Why is my code faster than MKL???

Michael_Stauffer · ‎11-20-2007

OS X 10.4.10
Intel Core Duo 1.66 GHz
GCC 4.0.1
MKL 10.0.012

Hi,

I'm just trying out MKL. I'm doing some simple comparisons of VML with a simple complex vector math lib I wrote. My test program crunches a 1000-element complex vector 500k times in a simple loop, first using VML, then my lib.

My lib simply loops through a complex input array and performs element-by-element addition, absolute value or multiplication, depending on the function. My library is doing complex-number multiplication and absolute value.

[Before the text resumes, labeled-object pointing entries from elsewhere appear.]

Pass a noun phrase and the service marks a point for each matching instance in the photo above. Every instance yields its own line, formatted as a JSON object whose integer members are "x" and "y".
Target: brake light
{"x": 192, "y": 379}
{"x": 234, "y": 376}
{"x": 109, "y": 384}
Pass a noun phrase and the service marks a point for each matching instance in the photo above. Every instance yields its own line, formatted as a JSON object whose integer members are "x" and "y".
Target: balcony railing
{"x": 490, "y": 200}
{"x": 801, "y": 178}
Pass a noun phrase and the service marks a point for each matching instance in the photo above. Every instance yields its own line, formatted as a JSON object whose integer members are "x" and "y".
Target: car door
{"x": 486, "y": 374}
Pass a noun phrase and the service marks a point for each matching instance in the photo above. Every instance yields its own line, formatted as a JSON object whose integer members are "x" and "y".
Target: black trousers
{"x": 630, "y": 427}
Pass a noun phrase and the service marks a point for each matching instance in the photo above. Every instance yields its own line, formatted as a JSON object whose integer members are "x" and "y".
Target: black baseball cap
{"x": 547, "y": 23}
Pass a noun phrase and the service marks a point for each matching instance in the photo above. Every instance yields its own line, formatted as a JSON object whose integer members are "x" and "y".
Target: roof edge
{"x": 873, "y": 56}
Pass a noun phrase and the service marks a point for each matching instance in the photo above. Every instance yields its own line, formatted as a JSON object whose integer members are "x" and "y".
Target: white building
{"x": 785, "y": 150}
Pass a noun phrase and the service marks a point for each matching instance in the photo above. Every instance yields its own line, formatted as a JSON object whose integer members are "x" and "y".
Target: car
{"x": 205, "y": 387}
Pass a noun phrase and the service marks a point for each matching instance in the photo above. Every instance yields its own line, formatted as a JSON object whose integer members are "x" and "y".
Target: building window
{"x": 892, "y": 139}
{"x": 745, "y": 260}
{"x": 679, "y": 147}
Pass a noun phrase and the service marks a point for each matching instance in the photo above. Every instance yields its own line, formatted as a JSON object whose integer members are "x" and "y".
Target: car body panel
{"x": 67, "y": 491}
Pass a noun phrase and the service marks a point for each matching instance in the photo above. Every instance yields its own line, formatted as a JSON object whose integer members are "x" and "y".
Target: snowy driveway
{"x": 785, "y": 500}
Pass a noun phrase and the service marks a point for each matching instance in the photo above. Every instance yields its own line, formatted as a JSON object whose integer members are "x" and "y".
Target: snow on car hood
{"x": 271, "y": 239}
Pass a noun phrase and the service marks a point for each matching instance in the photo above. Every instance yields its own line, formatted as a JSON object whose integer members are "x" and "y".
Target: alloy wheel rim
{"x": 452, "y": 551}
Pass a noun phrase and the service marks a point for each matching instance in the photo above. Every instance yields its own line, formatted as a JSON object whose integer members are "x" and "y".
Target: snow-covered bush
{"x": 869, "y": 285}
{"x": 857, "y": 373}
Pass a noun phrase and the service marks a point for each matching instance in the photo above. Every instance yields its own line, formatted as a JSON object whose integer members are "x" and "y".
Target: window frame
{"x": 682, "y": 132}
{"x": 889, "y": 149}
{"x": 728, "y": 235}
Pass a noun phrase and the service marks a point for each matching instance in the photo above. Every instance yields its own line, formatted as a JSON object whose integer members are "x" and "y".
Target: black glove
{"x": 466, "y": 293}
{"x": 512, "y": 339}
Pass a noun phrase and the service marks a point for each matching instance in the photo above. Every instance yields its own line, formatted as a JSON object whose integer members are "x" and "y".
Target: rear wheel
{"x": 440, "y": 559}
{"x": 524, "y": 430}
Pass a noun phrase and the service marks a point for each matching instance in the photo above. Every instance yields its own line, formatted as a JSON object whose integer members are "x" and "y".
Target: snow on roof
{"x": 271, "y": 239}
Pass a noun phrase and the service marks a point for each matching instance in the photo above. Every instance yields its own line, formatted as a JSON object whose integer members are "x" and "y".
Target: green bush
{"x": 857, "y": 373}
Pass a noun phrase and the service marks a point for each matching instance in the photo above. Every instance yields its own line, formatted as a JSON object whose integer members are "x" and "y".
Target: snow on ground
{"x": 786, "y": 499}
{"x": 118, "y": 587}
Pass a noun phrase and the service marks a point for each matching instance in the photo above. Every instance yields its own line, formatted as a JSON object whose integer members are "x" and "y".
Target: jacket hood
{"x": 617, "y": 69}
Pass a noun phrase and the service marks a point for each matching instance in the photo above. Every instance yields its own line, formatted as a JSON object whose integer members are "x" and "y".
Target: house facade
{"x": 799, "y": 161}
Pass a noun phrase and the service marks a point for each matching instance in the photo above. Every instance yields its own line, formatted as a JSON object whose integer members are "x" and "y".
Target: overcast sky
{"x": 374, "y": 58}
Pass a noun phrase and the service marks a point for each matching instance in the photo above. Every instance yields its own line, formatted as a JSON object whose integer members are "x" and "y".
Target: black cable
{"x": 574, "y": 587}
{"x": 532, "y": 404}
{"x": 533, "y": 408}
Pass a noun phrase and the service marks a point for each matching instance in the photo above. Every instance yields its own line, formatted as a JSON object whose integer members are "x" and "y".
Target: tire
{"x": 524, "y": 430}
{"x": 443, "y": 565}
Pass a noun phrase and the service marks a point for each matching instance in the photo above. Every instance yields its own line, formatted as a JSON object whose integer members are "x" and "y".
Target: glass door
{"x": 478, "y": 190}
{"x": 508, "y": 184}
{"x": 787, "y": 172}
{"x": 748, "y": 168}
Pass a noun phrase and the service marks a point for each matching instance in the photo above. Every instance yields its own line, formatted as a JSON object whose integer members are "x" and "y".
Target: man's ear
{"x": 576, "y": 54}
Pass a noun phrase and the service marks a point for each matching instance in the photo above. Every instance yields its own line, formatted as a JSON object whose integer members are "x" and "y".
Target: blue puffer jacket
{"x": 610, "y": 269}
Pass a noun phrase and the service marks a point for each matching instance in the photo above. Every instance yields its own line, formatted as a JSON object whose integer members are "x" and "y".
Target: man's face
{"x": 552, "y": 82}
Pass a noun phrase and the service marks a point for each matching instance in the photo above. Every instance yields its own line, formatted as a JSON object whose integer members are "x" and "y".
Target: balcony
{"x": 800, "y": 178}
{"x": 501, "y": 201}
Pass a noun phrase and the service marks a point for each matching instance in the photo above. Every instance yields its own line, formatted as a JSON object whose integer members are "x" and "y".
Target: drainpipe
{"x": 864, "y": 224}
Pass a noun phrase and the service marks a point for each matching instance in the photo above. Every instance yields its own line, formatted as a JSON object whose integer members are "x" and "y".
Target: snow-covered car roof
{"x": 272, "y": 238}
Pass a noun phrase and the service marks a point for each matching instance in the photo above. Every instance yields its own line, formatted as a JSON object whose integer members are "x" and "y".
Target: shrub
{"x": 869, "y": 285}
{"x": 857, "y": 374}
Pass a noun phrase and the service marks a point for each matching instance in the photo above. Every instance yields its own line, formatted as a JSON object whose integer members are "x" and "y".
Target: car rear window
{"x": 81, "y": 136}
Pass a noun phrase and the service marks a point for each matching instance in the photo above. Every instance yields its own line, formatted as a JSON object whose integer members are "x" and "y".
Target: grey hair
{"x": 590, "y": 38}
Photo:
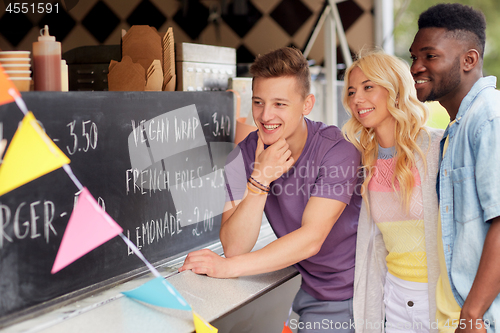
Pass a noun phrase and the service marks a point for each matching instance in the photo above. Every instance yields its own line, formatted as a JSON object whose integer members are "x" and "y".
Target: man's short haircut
{"x": 286, "y": 61}
{"x": 464, "y": 22}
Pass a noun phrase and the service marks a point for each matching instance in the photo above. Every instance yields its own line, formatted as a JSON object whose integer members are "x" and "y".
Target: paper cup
{"x": 15, "y": 60}
{"x": 15, "y": 54}
{"x": 22, "y": 83}
{"x": 18, "y": 73}
{"x": 16, "y": 67}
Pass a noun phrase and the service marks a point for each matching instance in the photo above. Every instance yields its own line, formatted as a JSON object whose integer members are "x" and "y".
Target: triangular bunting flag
{"x": 88, "y": 227}
{"x": 201, "y": 326}
{"x": 286, "y": 329}
{"x": 159, "y": 292}
{"x": 7, "y": 89}
{"x": 31, "y": 154}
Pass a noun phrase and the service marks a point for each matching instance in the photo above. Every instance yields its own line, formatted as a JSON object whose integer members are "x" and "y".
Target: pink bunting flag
{"x": 89, "y": 227}
{"x": 286, "y": 329}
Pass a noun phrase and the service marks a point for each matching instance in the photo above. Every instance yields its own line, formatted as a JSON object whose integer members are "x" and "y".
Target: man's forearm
{"x": 241, "y": 226}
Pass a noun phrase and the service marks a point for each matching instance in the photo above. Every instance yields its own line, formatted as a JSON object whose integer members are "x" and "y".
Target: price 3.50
{"x": 87, "y": 140}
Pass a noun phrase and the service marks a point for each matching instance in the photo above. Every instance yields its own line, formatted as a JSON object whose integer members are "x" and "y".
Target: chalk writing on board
{"x": 222, "y": 125}
{"x": 155, "y": 230}
{"x": 41, "y": 215}
{"x": 88, "y": 139}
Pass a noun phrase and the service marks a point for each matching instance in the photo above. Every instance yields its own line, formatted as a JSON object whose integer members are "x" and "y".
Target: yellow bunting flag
{"x": 201, "y": 326}
{"x": 8, "y": 90}
{"x": 31, "y": 154}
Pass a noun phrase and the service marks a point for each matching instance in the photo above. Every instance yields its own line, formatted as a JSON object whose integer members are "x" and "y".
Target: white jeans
{"x": 406, "y": 306}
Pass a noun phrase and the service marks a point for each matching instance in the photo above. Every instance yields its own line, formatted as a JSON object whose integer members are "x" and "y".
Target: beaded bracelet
{"x": 259, "y": 186}
{"x": 254, "y": 191}
{"x": 255, "y": 180}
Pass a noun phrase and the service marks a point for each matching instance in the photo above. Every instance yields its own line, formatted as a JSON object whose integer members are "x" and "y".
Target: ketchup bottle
{"x": 47, "y": 62}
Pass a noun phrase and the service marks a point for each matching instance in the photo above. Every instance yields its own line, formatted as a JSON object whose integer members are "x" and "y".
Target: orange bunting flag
{"x": 201, "y": 326}
{"x": 8, "y": 90}
{"x": 89, "y": 226}
{"x": 30, "y": 155}
{"x": 286, "y": 329}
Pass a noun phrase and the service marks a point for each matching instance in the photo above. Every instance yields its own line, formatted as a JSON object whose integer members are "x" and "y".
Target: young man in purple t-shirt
{"x": 304, "y": 176}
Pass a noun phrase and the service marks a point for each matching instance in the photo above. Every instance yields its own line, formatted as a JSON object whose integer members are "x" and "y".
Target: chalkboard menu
{"x": 153, "y": 160}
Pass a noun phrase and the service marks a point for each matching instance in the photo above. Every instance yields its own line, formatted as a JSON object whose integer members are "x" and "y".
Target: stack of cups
{"x": 17, "y": 65}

Here are the timing results:
______VML___My Lib
add.....1.43....1.90
mul...21.51....3.40
abs...17.18....2.21

As you can see, VML is slightly faster for addition, but *much* slower for multiplication and absolute value.

I'm compiling with gcc (from within Matlab) using these options:

-fno-common -no-cpp-precomp -fexceptions -march=pentium4 -O3 -ftree-vectorize -mfpmath=sse -msse -msse2 -Wall -pipe -DHAVE_INLINE -Wno-long-long

I figure gcc 4.0 is doing loop vectorization, so my simple code could be vectorized, but why would it be faster than VML?

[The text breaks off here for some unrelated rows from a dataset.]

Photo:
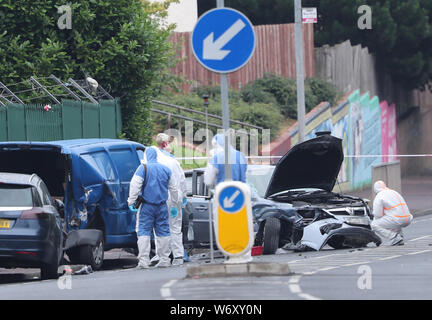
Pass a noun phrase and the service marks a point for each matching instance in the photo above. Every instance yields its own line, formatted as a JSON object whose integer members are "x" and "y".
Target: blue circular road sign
{"x": 223, "y": 40}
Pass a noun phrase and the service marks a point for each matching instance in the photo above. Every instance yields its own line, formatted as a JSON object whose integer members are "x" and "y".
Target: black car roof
{"x": 19, "y": 178}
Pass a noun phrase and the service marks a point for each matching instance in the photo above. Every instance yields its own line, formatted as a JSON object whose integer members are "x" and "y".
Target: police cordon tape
{"x": 346, "y": 156}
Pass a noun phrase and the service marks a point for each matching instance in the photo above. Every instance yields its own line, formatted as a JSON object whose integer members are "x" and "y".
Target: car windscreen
{"x": 258, "y": 178}
{"x": 14, "y": 195}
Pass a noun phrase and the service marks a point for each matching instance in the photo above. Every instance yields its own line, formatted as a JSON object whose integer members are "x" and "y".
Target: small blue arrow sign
{"x": 231, "y": 199}
{"x": 223, "y": 40}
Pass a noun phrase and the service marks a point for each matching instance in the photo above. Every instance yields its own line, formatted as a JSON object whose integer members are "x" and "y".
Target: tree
{"x": 120, "y": 43}
{"x": 400, "y": 37}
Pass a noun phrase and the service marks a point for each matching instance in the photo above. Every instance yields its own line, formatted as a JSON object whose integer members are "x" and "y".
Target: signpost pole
{"x": 299, "y": 70}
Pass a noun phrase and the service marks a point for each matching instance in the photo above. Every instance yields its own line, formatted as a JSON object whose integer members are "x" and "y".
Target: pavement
{"x": 417, "y": 192}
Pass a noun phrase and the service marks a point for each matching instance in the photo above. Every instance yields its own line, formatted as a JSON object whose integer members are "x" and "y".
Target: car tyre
{"x": 271, "y": 236}
{"x": 337, "y": 242}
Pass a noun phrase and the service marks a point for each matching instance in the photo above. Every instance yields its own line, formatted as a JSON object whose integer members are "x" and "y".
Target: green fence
{"x": 69, "y": 120}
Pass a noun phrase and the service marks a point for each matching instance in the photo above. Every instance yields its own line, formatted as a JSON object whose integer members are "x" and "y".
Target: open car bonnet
{"x": 314, "y": 163}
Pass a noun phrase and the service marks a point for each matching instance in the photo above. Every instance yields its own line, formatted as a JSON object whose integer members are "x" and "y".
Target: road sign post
{"x": 233, "y": 223}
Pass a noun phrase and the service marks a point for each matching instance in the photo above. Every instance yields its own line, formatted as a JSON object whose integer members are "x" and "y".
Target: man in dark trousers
{"x": 152, "y": 181}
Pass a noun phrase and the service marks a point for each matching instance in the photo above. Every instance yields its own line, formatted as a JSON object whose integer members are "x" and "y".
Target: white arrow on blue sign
{"x": 231, "y": 199}
{"x": 223, "y": 40}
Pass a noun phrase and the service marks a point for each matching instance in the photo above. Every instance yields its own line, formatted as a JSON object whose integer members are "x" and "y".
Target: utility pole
{"x": 299, "y": 70}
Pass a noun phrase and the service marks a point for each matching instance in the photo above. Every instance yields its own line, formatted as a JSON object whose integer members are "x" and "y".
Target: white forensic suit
{"x": 174, "y": 203}
{"x": 391, "y": 214}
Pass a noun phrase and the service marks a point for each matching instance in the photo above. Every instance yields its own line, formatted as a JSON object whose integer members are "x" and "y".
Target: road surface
{"x": 401, "y": 272}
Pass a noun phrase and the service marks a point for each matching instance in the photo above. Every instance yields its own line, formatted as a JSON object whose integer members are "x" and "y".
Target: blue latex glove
{"x": 173, "y": 212}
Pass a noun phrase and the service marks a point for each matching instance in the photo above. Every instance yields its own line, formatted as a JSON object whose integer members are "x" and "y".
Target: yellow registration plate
{"x": 4, "y": 224}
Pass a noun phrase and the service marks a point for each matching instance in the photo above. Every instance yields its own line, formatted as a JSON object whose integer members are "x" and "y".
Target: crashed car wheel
{"x": 271, "y": 236}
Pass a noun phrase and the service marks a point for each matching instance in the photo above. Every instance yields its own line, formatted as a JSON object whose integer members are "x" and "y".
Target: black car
{"x": 30, "y": 225}
{"x": 293, "y": 203}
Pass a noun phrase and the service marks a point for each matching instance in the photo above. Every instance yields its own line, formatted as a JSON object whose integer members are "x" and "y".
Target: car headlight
{"x": 357, "y": 220}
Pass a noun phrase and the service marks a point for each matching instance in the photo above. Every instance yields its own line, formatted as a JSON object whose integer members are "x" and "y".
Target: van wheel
{"x": 50, "y": 270}
{"x": 271, "y": 236}
{"x": 89, "y": 255}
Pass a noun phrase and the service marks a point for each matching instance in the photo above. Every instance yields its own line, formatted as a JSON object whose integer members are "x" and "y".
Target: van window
{"x": 125, "y": 162}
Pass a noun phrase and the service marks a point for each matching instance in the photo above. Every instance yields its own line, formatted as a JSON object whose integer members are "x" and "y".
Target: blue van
{"x": 89, "y": 180}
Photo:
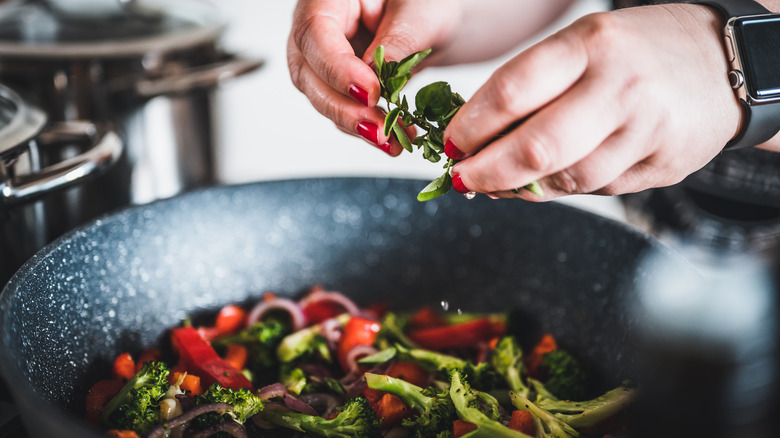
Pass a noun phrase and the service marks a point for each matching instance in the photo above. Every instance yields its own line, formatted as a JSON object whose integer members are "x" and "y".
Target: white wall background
{"x": 270, "y": 131}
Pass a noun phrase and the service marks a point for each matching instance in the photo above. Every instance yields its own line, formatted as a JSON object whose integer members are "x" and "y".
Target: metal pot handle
{"x": 104, "y": 153}
{"x": 200, "y": 77}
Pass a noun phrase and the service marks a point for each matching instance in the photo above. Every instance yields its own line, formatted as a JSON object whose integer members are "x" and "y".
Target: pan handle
{"x": 200, "y": 77}
{"x": 105, "y": 152}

I've tried building with different architecture and optimizations, but those don't effect the VML timings, which makes sense.

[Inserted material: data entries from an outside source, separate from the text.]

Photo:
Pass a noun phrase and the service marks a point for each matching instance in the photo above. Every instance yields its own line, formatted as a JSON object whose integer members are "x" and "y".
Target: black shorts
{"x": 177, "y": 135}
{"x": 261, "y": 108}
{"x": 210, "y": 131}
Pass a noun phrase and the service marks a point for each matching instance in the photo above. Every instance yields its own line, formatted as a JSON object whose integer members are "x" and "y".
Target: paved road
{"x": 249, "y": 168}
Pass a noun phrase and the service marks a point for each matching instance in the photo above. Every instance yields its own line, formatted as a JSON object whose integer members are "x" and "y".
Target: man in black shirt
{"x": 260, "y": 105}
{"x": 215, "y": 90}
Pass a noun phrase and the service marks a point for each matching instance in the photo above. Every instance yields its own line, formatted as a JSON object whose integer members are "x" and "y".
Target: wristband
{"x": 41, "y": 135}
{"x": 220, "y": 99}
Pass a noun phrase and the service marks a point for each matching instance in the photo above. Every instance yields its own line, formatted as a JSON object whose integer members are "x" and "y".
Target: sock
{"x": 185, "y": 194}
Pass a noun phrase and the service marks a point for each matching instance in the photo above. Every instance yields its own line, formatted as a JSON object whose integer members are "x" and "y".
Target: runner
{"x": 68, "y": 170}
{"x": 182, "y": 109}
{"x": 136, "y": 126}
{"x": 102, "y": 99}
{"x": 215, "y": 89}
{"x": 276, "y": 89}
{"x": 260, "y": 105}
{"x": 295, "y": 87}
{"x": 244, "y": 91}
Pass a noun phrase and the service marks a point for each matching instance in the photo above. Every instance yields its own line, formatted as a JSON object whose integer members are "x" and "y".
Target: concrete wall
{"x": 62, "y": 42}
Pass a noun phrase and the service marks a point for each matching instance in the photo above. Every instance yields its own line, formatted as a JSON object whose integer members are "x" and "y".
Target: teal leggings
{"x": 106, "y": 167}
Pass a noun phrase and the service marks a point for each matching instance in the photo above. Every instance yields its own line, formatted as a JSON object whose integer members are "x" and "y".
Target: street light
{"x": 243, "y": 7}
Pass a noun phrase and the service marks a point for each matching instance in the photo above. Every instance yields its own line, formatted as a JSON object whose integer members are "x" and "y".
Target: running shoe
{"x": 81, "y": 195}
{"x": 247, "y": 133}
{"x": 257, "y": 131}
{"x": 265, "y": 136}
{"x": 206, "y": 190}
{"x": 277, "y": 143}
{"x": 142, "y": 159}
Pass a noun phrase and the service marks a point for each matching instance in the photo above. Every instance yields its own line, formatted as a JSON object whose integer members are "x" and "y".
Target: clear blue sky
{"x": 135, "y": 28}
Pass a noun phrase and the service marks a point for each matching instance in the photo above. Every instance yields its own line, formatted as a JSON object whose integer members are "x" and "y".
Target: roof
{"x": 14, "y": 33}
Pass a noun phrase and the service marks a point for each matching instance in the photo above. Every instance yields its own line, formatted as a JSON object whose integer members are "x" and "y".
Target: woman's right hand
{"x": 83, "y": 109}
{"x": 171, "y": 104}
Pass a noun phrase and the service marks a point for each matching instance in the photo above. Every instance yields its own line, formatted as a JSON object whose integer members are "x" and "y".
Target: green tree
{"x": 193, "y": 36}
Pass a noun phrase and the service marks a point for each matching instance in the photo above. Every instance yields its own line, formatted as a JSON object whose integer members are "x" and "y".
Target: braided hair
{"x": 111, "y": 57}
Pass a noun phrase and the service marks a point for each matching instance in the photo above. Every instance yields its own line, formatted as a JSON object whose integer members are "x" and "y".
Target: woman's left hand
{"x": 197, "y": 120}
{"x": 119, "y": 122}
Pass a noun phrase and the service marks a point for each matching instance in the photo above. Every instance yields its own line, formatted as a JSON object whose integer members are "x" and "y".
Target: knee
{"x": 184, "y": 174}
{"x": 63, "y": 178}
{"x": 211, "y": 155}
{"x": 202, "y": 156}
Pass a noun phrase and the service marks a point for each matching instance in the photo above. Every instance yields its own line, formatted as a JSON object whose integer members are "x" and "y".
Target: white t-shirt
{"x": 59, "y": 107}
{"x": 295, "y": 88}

I've messed around with the various MKL options like accuracy modes and # of threads, but saw no changes.

Does anyone have any thoughts on this? Thanks, I'm very confused.

Cheers,
Michael

TimP · ‎11-20-2007

VML would require rather long vectors to be competitive with compiler auto-vectorization. It caters more to those who continue to use compilers without auto-vectorization. If you have several operations in a single loop, where you would require several VML calls, the way you are testing, the time required probably is at least proportional to the number of cache to register moves. If a single loop does the job of 2 VML calls, it should be at least twice as fast.
Speaking of being confused, if you are so interested in performance, why are you using such a slow CPU and such an old gcc? How can we trust your timing method? When you say "from within Matlab," maybe that should have been a signal to ignore this?

Michael_Stauffer · ‎11-21-2007

Tim, thanks for the reply.

I'm using a slow CPU cuz it's all we can afford for now in our startup. I hope to get a new Mac Pro early next year, fingers crossed. For now I'm working on this MacMini to try and optimize number-crunching intensive portions of a signal processing prototype built in Matlab. My partner does the actual scientific research using a Mac Pro where he runs large simulations. This is my first time working on vectorizing code. My previous optimization challenges have been around real-time code and memory management. If anyone has a good suggestion for where to start reading up on optimizing computationally heavy code, I'd like to look at it. What I've read so far has been fragmented.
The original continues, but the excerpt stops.